Nous avons défini, dans nos deux lettres précédentes, la notion d’entreprise cohérente ; il convient maintenant d’approcher le concept dans sa dimension applicative sachant qu’il n’est pas question, dans ces lignes, de remplacer une réalité par une autre mais de repérer ce qui est déjà présent, ce qui en porte déjà les vertus en tentant de mieux connaître, de mieux ajuster, de mieux maîtriser ledit concept pour progresser ; il s’agit donc de conduire un véritable changement qui demande  :

    • de discerner les potentiels existants,
    • de décider d’orienter l’entreprise en conséquence,
    • de développer ces atouts en transformant progressivement l’existant.

Ce sont trois clés du management de l’entreprise où l’on retrouve ici :

    • Le Sens, comme principe de compréhension et de discernement,
    • Le Sens, comme orientation et détermination du bien,
    • Le Sens, comme vecteur de l’action.

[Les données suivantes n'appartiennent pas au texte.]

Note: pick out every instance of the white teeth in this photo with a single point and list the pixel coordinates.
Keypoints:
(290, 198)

Si, pour l’essentiel, diriger c’est donner le Sens, on a là les trois préoccupations majeures de la responsabilité dirigeante et, par délégation, de toute hiérarchie d’encadrement et donc de l’activité managériale. Ce souci de maîtrise du Sens se traduit, bien évidemment, dans des termes économiques, stratégiques, politiques mais aussi sur les plans de la production, de la communication et des relations qui font la vie de l’entreprise.

Le management à l’âge du Sens suppose l’acquisition d’un nouveau niveau de maîtrise. C’est celui-là même dont les trois volets sont ici définis et que l’on va examiner dans leur généralité et au travers de différentes fonctions ou problèmes de l’entreprise cohérente.

DISCERNER LE SENS : COMPRENDRE

S’il s’agit, dans l’action, de rassembler toutes les ressources dans le même Sens, on comprend qu’il doive être fermement déterminé et que, pour cela, un travail de choix, appuyé sur un discernement préalable, soit judicieux. Il s’agit donc au départ de discerner les différents Sens du possible. Cela relève d’une pratique spécifique mais aussi d’une prise de position, centrée sur le contexte où la recherche du meilleur Sens apparaît comme pertinente.

Le discernement des Sens profonds, au-delà des apparences, relève d’une « intelligence symbolique », peu développée dans notre culture où le souci de la maîtrise des représentations, grâce à la raison, a prédominé.

C’est pour cela que le recours à l’intuition est, malgré tout et plus particulièrement son côté subjectif, une première approche. Cependant, avec la théorie des Cohérences Humaines, il a été possible d’éclairer les processus de discernement, d’élaborer des outils et des techniques qui peuvent y aider jusqu’à l’établissement de « cartes de cohérences » qui permettent, comme une rose des vents, de représenter les différents Sens d’une situation ou d’une problématique.

S’il n’est pas possible de dépasser ici cette indication de l’existence de moyens appropriés, nous pouvons explorer quel Sens il peut être utile de discerner pour le management de l’entreprise cohérente.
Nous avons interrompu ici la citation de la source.